Desire is the part of us that wants more… something. More meaning. More freedom. A creative project, a relationship, a different way to work or live.
Expectation is what we actually believe will happen for us.
When desire and expectation are aligned, things often move forward with surprising ease.
When they aren’t, life can start to feel stuck—like trying to drive with one foot on the gas and one on the brake.
For example, let’s say you want something deeply (desire), but your inner cave troll says, Yeah… but we both know that’s not going to happen (expectation/belief).
Or maybe you find yourself shrinking yourself—and your dreams: “I decided I don’t want that anymore.”
Sometimes that’s true.
And sometimes it’s disappointment and fear masquerading as clarity.
There are only two ways to resolve this tension: raise your expectation to match your desire, or lower your desire to match your expectation.
Raising Your Expectation
This is the direction most self-help advice loves to point us: think bigger, believe bigger, expand what’s possible! 10x! Go get it!
Sometimes that’s great advice.
But inner expectations and beliefs don’t change just because we took another workshop or repeat affirmations in the mirror. They shift when our system starts seeing real evidence that something is actually possible. That’s how we rewire the brain, change the inner script.
That might come through experience, supportive people, or slowly building trust in ourselves through action.
Lowering Your Desire
This option is a lot less popular, but in my opinion it matters just as much.
Sometimes a dream we’ve been chasing isn’t truly ours.
Maybe it belonged to our parents.
Or our bosses.
Or an outdated version of ourselves.
Letting go of a goal can feel like failure, but often it’s brilliant, aligned intelligence.
The promotion you thought you wanted turns out to be someone else’s definition of success. The lifestyle you once dreamed of holds absolutely no appeal to you now.
When this happens, alignment doesn’t come from pushing harder. It comes from telling the truth about what you genuinely want.
The Part No One Wants to Talk About
There’s a phase that’s often required here that rarely gets talked about.
Sometimes you need to hang out in the gap for a while.
You want something.
Maybe you’re not even sure what it is yet—or, if you are sure, whether it’s possible.

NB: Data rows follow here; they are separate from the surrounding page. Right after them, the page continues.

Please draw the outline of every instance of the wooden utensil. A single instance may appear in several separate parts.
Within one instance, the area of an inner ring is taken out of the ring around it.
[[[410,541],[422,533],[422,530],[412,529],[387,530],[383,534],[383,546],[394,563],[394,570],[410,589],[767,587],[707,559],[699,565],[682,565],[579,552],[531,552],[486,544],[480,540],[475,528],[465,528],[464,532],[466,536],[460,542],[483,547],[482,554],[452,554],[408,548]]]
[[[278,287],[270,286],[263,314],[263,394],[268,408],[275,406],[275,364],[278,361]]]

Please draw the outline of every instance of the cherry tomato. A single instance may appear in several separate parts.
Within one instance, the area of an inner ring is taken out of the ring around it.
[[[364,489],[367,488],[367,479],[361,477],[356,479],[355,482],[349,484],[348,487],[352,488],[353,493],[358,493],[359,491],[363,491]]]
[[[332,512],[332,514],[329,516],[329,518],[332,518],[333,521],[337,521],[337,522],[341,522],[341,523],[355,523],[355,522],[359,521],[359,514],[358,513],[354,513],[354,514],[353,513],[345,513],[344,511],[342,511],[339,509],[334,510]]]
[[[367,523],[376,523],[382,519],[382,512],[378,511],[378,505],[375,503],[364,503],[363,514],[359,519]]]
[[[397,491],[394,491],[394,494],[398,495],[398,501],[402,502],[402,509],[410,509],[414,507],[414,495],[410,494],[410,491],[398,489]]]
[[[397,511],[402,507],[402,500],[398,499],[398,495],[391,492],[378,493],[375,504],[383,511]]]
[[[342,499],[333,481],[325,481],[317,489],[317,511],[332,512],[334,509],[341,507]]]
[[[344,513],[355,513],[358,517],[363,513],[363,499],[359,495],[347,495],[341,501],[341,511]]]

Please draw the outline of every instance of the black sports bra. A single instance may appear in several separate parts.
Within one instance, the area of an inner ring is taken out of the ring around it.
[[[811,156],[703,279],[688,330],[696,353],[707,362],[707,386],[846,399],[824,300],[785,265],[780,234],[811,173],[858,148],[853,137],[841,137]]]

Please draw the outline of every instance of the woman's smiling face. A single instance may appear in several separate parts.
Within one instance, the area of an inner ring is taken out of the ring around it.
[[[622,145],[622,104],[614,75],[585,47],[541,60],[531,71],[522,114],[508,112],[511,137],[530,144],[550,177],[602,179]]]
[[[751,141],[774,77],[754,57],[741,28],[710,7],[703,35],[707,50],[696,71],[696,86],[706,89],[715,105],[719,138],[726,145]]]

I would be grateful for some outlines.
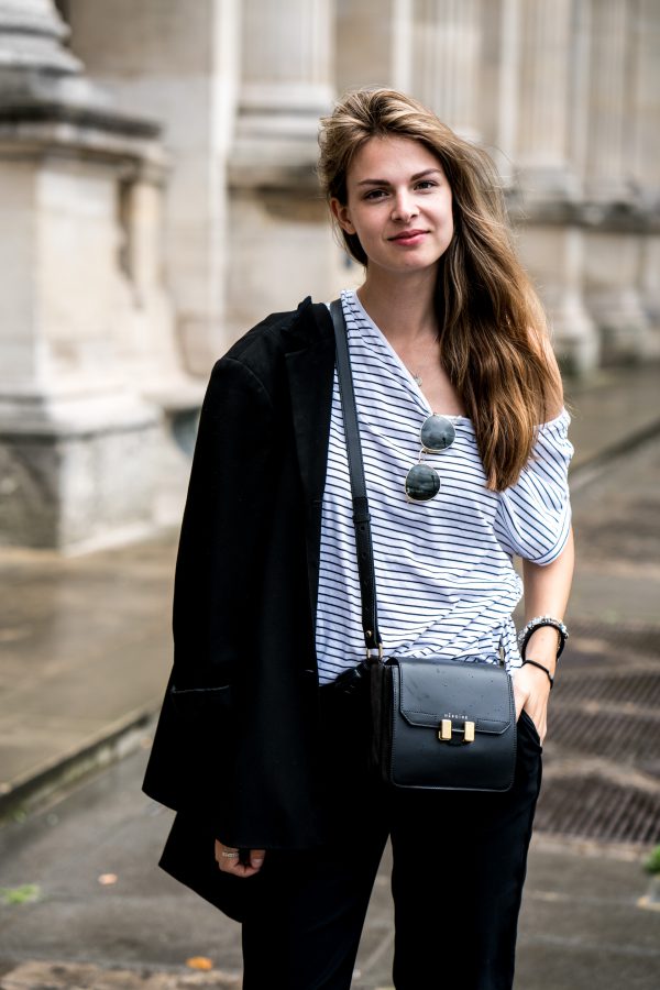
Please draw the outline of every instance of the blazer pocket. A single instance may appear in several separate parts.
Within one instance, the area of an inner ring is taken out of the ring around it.
[[[169,696],[176,713],[186,722],[229,712],[231,695],[231,684],[222,684],[220,688],[177,688],[176,684],[172,684],[169,688]]]

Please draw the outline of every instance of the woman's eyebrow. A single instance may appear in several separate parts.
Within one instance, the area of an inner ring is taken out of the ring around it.
[[[438,175],[442,175],[441,168],[425,168],[424,172],[416,172],[415,175],[410,176],[410,182],[415,183],[417,179],[424,178],[427,175],[433,175],[437,173]],[[359,186],[389,186],[392,185],[389,179],[360,179],[358,183]]]

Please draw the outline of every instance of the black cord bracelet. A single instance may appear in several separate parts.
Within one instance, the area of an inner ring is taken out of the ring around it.
[[[542,663],[539,663],[538,660],[524,660],[522,666],[525,667],[526,663],[530,663],[532,667],[538,667],[539,670],[542,670],[548,675],[548,680],[550,681],[550,691],[552,691],[552,689],[554,688],[554,678],[552,676],[548,668]]]
[[[543,626],[552,626],[553,629],[557,629],[559,635],[559,642],[557,646],[557,659],[561,657],[563,653],[563,648],[566,645],[566,639],[569,638],[569,630],[564,626],[560,619],[553,618],[551,615],[537,615],[536,618],[532,618],[524,629],[520,629],[518,636],[516,637],[518,642],[518,651],[522,659],[525,660],[525,650],[527,649],[527,644],[531,639],[532,635],[537,629],[541,629]]]

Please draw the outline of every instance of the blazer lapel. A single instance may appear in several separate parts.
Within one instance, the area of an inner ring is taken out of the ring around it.
[[[290,328],[286,350],[294,431],[305,492],[307,576],[312,618],[319,584],[321,506],[328,466],[334,337],[328,307],[306,299]]]

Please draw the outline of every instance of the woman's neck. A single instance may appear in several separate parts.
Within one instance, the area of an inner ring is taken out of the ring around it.
[[[385,273],[383,273],[385,274]],[[393,278],[388,274],[367,276],[358,289],[358,298],[389,343],[399,346],[438,336],[433,307],[435,274],[414,274]]]

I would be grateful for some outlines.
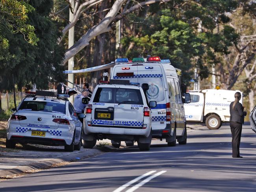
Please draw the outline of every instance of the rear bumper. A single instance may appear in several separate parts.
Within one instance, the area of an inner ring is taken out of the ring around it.
[[[65,140],[50,138],[42,138],[31,137],[16,137],[11,136],[10,140],[21,144],[39,144],[50,146],[64,146],[67,144]]]

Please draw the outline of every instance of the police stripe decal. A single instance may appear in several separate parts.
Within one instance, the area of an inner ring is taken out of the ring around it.
[[[139,74],[131,76],[114,76],[114,79],[125,79],[126,78],[161,78],[162,74]]]
[[[16,127],[16,133],[26,133],[28,131],[47,131],[50,133],[50,134],[52,135],[56,135],[56,136],[61,136],[61,131],[58,131],[56,130],[41,130],[39,129],[32,129],[31,128],[27,127]]]

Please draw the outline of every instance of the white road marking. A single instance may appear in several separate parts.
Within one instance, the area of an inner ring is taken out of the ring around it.
[[[129,189],[128,190],[127,190],[126,192],[133,192],[133,191],[134,191],[135,190],[137,189],[139,187],[141,187],[145,184],[147,183],[148,183],[148,181],[149,181],[150,180],[152,179],[154,179],[155,177],[156,177],[158,176],[159,176],[160,175],[161,175],[163,173],[165,173],[167,171],[161,171],[160,172],[158,172],[158,173],[156,173],[156,174],[154,175],[152,175],[150,176],[150,177],[148,177],[147,178],[147,179],[145,179],[144,180],[142,181],[141,181],[140,183],[139,183],[137,184],[136,185],[134,186],[131,188]]]
[[[138,177],[137,177],[135,178],[134,179],[133,179],[132,181],[129,181],[128,183],[126,183],[125,184],[123,185],[121,187],[117,188],[114,191],[113,191],[113,192],[120,192],[120,191],[122,191],[122,190],[124,189],[125,188],[128,187],[131,185],[134,184],[134,183],[137,182],[138,181],[139,181],[139,180],[143,178],[144,178],[145,177],[147,177],[147,176],[149,175],[150,174],[154,173],[156,171],[150,171],[149,172],[148,172],[147,173],[146,173],[145,174],[144,174]]]

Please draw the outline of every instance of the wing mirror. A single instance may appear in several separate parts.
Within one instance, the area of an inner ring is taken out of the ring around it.
[[[155,101],[151,101],[149,102],[149,107],[150,108],[154,108],[156,107],[156,102]]]
[[[14,113],[16,111],[16,109],[15,108],[13,108],[11,109],[11,111]]]
[[[86,115],[84,113],[79,113],[79,118],[81,119],[83,119],[83,118],[85,118],[86,117]]]
[[[89,99],[87,97],[82,98],[82,103],[85,105],[87,105],[89,102]]]
[[[185,96],[185,99],[184,99],[184,103],[190,103],[190,94],[189,93],[186,93],[184,94]]]

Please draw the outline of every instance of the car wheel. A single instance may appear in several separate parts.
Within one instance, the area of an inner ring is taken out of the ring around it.
[[[205,124],[209,129],[217,129],[221,127],[221,120],[217,115],[211,114],[206,118]]]
[[[6,138],[6,148],[14,149],[16,145],[16,143],[11,140],[8,140]]]
[[[173,135],[174,136],[174,140],[171,142],[167,142],[167,144],[169,147],[174,147],[174,146],[176,146],[176,129],[175,129],[174,130]]]
[[[132,142],[125,142],[125,145],[126,146],[126,147],[132,147],[134,145],[134,142],[132,141]]]
[[[178,140],[180,145],[186,145],[187,144],[187,128],[185,128],[184,135],[181,137]]]
[[[71,144],[70,145],[66,145],[64,147],[64,149],[65,151],[69,152],[73,152],[74,149],[74,140],[75,140],[75,133],[74,132],[74,136],[73,136],[73,140],[72,140],[72,142]]]
[[[81,132],[81,136],[80,136],[80,140],[79,141],[79,142],[78,143],[78,144],[75,145],[74,150],[80,151],[80,150],[81,149],[81,146],[82,144],[83,143],[82,142],[82,134]]]
[[[94,139],[92,141],[87,141],[83,140],[83,147],[86,149],[92,149],[96,144],[97,140]]]
[[[149,151],[151,143],[141,143],[138,142],[138,147],[141,151]]]

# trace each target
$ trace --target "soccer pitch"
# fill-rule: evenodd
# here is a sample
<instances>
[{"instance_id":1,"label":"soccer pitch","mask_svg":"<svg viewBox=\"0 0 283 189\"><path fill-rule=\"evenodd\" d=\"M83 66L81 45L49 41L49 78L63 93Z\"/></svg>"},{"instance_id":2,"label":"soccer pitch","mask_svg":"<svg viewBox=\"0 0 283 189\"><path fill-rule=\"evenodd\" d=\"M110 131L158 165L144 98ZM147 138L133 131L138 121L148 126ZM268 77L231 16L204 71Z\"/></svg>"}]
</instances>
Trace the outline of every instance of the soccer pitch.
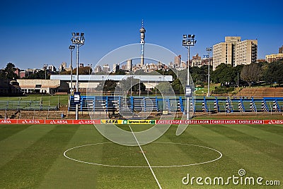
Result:
<instances>
[{"instance_id":1,"label":"soccer pitch","mask_svg":"<svg viewBox=\"0 0 283 189\"><path fill-rule=\"evenodd\" d=\"M179 136L176 128L129 147L92 125L0 125L0 188L282 188L282 125L191 125Z\"/></svg>"}]
</instances>

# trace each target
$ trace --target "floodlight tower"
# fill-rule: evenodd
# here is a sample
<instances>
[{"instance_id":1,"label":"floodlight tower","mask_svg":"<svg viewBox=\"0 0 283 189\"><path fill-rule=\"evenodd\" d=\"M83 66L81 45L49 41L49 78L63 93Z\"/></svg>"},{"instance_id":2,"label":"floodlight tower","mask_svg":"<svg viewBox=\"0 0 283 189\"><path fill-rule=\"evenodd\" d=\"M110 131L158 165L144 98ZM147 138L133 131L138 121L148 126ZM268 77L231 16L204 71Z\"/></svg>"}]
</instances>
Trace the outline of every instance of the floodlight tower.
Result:
<instances>
[{"instance_id":1,"label":"floodlight tower","mask_svg":"<svg viewBox=\"0 0 283 189\"><path fill-rule=\"evenodd\" d=\"M146 29L144 28L144 20L142 20L142 28L139 29L141 33L141 44L142 44L142 54L141 54L141 66L144 66L144 39L146 38Z\"/></svg>"},{"instance_id":2,"label":"floodlight tower","mask_svg":"<svg viewBox=\"0 0 283 189\"><path fill-rule=\"evenodd\" d=\"M72 32L71 41L76 46L76 92L79 92L79 48L84 44L84 33ZM79 119L79 104L76 104L76 120Z\"/></svg>"}]
</instances>

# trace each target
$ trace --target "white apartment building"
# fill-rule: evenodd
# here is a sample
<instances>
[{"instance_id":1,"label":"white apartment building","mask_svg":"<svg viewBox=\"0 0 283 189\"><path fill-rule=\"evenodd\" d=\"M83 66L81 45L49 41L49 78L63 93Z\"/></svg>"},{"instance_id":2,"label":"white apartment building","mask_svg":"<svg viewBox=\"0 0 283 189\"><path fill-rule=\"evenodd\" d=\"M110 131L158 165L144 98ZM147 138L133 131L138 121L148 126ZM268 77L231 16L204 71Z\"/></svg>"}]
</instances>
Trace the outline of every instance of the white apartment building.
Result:
<instances>
[{"instance_id":1,"label":"white apartment building","mask_svg":"<svg viewBox=\"0 0 283 189\"><path fill-rule=\"evenodd\" d=\"M213 70L221 63L233 66L257 61L258 40L241 40L241 37L225 37L225 42L213 46Z\"/></svg>"}]
</instances>

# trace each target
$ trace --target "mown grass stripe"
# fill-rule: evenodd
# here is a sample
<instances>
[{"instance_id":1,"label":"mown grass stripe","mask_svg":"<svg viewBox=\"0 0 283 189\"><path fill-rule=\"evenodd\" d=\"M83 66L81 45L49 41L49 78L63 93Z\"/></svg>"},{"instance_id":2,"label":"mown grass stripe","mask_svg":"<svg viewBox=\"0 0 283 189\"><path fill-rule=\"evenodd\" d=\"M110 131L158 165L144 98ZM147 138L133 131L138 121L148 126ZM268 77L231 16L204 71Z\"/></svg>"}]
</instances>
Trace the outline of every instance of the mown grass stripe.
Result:
<instances>
[{"instance_id":1,"label":"mown grass stripe","mask_svg":"<svg viewBox=\"0 0 283 189\"><path fill-rule=\"evenodd\" d=\"M54 126L43 125L26 126L28 126L26 129L0 141L0 169L54 127ZM19 125L13 126L21 128Z\"/></svg>"},{"instance_id":2,"label":"mown grass stripe","mask_svg":"<svg viewBox=\"0 0 283 189\"><path fill-rule=\"evenodd\" d=\"M237 127L238 126L224 126L219 127L217 126L208 127L209 129L214 130L216 133L221 133L231 140L237 141L246 146L249 147L251 149L262 152L262 153L267 154L273 159L277 159L279 161L282 159L283 148L282 146L271 143L266 140L260 138L253 137L249 134L246 134L243 132L240 132L233 130L233 127ZM242 127L246 127L248 129L247 126L243 125ZM253 128L250 129L250 133L253 132ZM246 130L249 133L248 131ZM271 138L271 137L270 137Z\"/></svg>"},{"instance_id":3,"label":"mown grass stripe","mask_svg":"<svg viewBox=\"0 0 283 189\"><path fill-rule=\"evenodd\" d=\"M40 188L96 188L97 179L100 178L98 166L86 164L71 161L63 156L63 152L71 147L101 143L107 141L91 125L81 125L74 134L69 143L61 152L59 157L46 173L40 183ZM103 145L97 145L96 152L101 152ZM101 159L102 153L93 153L90 149L93 159L89 161ZM79 153L79 152L77 152ZM80 156L80 154L78 154ZM74 181L76 181L74 182Z\"/></svg>"},{"instance_id":4,"label":"mown grass stripe","mask_svg":"<svg viewBox=\"0 0 283 189\"><path fill-rule=\"evenodd\" d=\"M18 154L1 168L0 188L37 187L77 129L78 126L56 126ZM33 134L35 133L30 133Z\"/></svg>"},{"instance_id":5,"label":"mown grass stripe","mask_svg":"<svg viewBox=\"0 0 283 189\"><path fill-rule=\"evenodd\" d=\"M0 141L3 140L18 132L26 129L30 125L4 125L0 124Z\"/></svg>"},{"instance_id":6,"label":"mown grass stripe","mask_svg":"<svg viewBox=\"0 0 283 189\"><path fill-rule=\"evenodd\" d=\"M258 127L253 127L250 125L226 126L238 132L244 133L246 135L253 136L255 138L264 140L267 142L272 142L277 145L283 147L283 136L275 134L274 132L266 131ZM272 128L274 128L277 130L277 127L274 126L270 126L270 128L271 128L271 129ZM270 130L270 129L269 130ZM283 128L282 128L281 130L283 131Z\"/></svg>"},{"instance_id":7,"label":"mown grass stripe","mask_svg":"<svg viewBox=\"0 0 283 189\"><path fill-rule=\"evenodd\" d=\"M283 127L279 125L249 125L248 126L283 136Z\"/></svg>"},{"instance_id":8,"label":"mown grass stripe","mask_svg":"<svg viewBox=\"0 0 283 189\"><path fill-rule=\"evenodd\" d=\"M221 151L221 149L217 149L215 147L212 146L210 142L207 142L206 141L201 140L197 138L197 135L205 135L207 132L205 130L200 130L196 126L190 126L187 128L187 130L182 135L176 136L175 131L177 127L175 126L172 126L169 128L169 130L164 135L163 135L158 141L162 141L164 142L174 142L174 143L183 143L183 144L192 144L196 145L201 145L204 147L209 147L212 148L214 148ZM214 139L212 139L214 140ZM176 149L180 150L180 158L182 158L183 155L190 157L190 159L193 159L193 161L199 161L199 159L195 159L195 157L192 157L193 152L190 152L187 148L183 147L182 145L176 145L175 147ZM169 147L168 147L164 154L160 157L156 157L156 158L160 159L161 161L162 159L170 158L172 155L172 152L175 151L175 149L173 149L173 151L171 151ZM195 150L200 150L200 153L204 154L201 151L202 148L195 148ZM208 155L209 153L207 153ZM167 154L167 155L166 155ZM204 153L204 156L205 153ZM175 157L175 155L174 155ZM215 157L206 157L205 159L213 159ZM151 157L149 156L149 159ZM150 159L152 161L152 159ZM226 166L226 164L229 164L229 166ZM202 176L205 178L207 176L214 177L214 176L230 176L233 174L236 174L238 170L242 167L242 166L231 159L229 157L226 155L224 155L220 159L213 161L211 163L205 164L199 164L190 166L183 166L183 167L173 167L173 168L157 168L156 169L156 175L158 176L158 178L161 183L163 184L165 188L190 188L192 186L197 185L195 184L193 185L189 184L188 185L184 185L182 183L182 178L187 176L187 173L190 175L190 176ZM172 174L172 173L174 173ZM204 186L202 186L204 187ZM209 188L219 188L221 186L213 186L210 185Z\"/></svg>"}]
</instances>

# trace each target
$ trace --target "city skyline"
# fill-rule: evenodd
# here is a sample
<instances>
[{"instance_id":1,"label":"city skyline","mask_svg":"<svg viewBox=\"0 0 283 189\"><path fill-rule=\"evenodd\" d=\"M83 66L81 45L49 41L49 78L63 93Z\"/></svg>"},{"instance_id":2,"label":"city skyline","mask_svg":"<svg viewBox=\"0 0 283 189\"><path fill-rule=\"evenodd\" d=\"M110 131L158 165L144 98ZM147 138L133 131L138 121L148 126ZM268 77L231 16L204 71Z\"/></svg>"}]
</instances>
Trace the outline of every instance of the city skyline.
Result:
<instances>
[{"instance_id":1,"label":"city skyline","mask_svg":"<svg viewBox=\"0 0 283 189\"><path fill-rule=\"evenodd\" d=\"M207 54L206 48L224 41L226 36L242 40L258 39L258 59L278 52L283 44L281 1L238 1L230 3L202 1L92 2L74 1L3 1L0 13L0 68L11 62L21 69L42 68L62 62L70 63L72 32L84 32L80 63L95 68L108 52L122 46L139 43L144 20L146 44L164 47L186 61L182 47L183 34L195 34L197 40L192 56ZM74 54L75 56L75 54ZM75 57L73 57L74 66ZM173 61L173 60L172 60ZM109 63L117 63L116 62Z\"/></svg>"}]
</instances>

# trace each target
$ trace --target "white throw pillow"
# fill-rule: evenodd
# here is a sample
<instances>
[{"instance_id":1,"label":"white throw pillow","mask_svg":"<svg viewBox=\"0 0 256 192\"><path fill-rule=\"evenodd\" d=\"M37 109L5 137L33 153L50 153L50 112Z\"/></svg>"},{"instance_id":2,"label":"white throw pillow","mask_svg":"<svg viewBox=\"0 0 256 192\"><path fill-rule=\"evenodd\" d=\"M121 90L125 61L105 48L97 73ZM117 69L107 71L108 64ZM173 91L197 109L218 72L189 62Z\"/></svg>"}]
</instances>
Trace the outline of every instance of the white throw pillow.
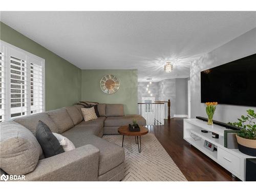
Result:
<instances>
[{"instance_id":1,"label":"white throw pillow","mask_svg":"<svg viewBox=\"0 0 256 192\"><path fill-rule=\"evenodd\" d=\"M81 108L81 110L82 110L84 121L90 121L91 120L96 119L98 118L97 117L97 115L95 113L94 106L91 108Z\"/></svg>"},{"instance_id":2,"label":"white throw pillow","mask_svg":"<svg viewBox=\"0 0 256 192\"><path fill-rule=\"evenodd\" d=\"M57 139L58 139L58 141L59 142L59 144L62 146L65 152L76 148L72 142L67 137L56 133L53 133L52 134L56 137Z\"/></svg>"}]
</instances>

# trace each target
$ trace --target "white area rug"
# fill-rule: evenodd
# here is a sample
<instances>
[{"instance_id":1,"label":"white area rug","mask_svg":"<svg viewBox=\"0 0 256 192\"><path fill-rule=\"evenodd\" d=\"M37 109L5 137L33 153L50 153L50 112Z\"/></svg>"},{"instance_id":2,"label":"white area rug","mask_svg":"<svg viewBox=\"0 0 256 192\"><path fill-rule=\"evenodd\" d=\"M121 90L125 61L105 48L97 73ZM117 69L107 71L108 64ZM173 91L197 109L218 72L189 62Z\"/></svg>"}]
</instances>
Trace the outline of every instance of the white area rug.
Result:
<instances>
[{"instance_id":1,"label":"white area rug","mask_svg":"<svg viewBox=\"0 0 256 192\"><path fill-rule=\"evenodd\" d=\"M122 146L122 135L104 135L104 139ZM139 153L135 137L124 136L124 178L122 181L187 181L155 135L141 136Z\"/></svg>"}]
</instances>

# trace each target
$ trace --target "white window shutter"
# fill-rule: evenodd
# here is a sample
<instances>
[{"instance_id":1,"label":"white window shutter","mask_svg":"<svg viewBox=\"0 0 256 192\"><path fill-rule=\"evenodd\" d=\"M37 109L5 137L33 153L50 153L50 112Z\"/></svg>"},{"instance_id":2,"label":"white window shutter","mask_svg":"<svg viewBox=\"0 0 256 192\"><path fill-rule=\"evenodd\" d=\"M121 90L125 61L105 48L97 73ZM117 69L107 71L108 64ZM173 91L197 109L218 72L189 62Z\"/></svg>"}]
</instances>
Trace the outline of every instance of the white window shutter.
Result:
<instances>
[{"instance_id":1,"label":"white window shutter","mask_svg":"<svg viewBox=\"0 0 256 192\"><path fill-rule=\"evenodd\" d=\"M3 41L0 59L0 121L44 112L45 60Z\"/></svg>"}]
</instances>

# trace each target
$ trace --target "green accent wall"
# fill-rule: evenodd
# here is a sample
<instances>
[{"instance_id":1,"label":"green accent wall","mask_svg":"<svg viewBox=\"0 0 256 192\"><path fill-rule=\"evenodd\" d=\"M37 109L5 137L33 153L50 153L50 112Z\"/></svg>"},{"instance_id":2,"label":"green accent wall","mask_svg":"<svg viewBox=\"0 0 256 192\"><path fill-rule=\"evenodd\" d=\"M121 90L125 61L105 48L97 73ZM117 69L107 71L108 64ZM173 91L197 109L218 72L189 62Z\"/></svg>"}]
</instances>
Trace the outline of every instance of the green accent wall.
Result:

And you’re still figuring out whether the desire is actually yours.
That liminal in-between space can be uncomfortable and disorienting, but it’s where all honest reflection happens.
Do I actually want this?
What part of me doubts it?
What would have to change for me to believe this is possible?
Eventually, if you stay with the questions—and commit to real honesty—something starts to shift.
Either the desire strengthens and your expectation grows to meet it…
Or you realize the dream you were carrying was never really yours to begin with.
Either way, something important happens when the desire and expectation arrows finally point in the same direction: life starts moving again.
Are there areas in your life where something you want (desire) and what you expect (expectation/belief) are pulling in different directions?
If so, just get honest about what the tension is trying to tell you.